It seems to me that within 10 years display: table will be like deprecated and flexbox or CSS grid will take over.
Why would one want to use display: table over flexbox if one considers that all the browsers versions that are targeted by the website support flebox, and if the performance is good?
During some time, display: table had certain things flex did not have.
performance:
In this very old benchmark (2014), there was a performance difference. https://benfrain.com/css-performance-test-flexbox-v-css-table-fight/
But browsers optimize at each update and it will change. And small performance difference may be negligible in most applications.
wider browser support
there are still many browsers in use that don’t support well flexbox.
But this will decrease over time.
a certain way to write the layout that the link above says needs less “CSS code”.
It does not seem very important.
certain features may be missing when looking at details
But there is always a way to live without a feature.
No I doubt it very much (although css doesn’t really get deprecated in the same way as html elements anyway). It will work fine in 10 years time just as it did 10 years ago and just as color and display will work.
Indeed its your grid layout that may not work as the spec is still changing and the next level of subgrids being introduced which may affect the way that sites currently designed work. The same issues arose with flexbox and you still have IE using older versions. If you are talking about longevity then for the next year or so display:table still has the edge.
Display:table is a grid like layout unlike flexbox as flex is linear. You can do things with display:table that can’t be done easily by other methods and uses algorithms that have been present in the browsers since the table layouts of the 1990s.
Just because something is new doesn’t mean you have to use it. You use the tools required for the job in hand whatever you think fits the purpose the best.
By 10 years, and “deprecated”, I meant that flexbox and CSS grid would fit so many use cases, that display: table would gradually be less and less used.
→ In what case would display: table be more suited than flexbox or CSS grid, without considering browser support?

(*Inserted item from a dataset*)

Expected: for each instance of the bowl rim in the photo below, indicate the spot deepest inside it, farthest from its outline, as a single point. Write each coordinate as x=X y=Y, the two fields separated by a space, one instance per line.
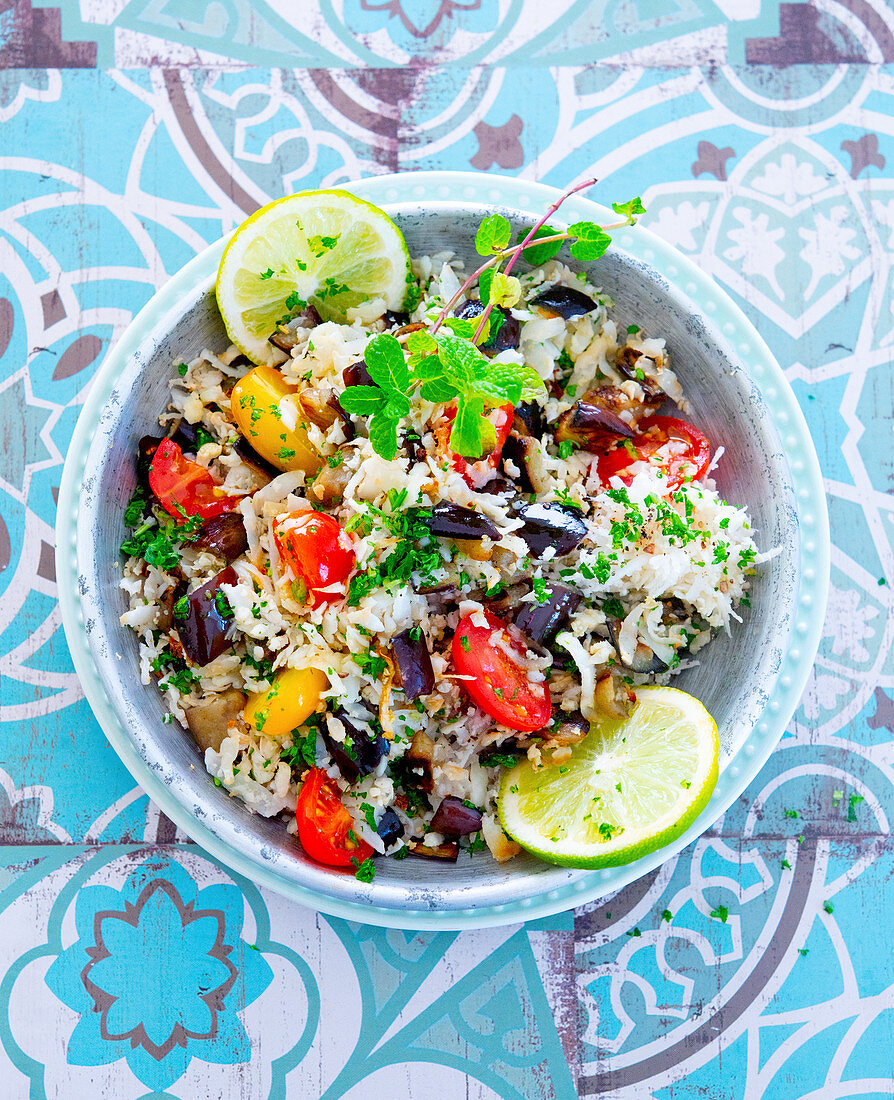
x=730 y=328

Do you have an example?
I added “or CSS grid”, because CSS grid is often quoted as more suited than flexbox for 2 dimensional grids.
Grid can do most of the things that display:table does and a lot more of course but for something simple like this which flex cannot do there seems not point in rolling out the heavy machinery.
In the end they are all tools in the toolbox and as usual with CSS there are often many ways to do the same thing and whether they are right or wrong depends on the job in hand and on personal preference.
Of course things like using floats for columns should be avoided as there are better methods but that doesn’t mean you can’t float something when you need to as neither grid of flex can imitate a float.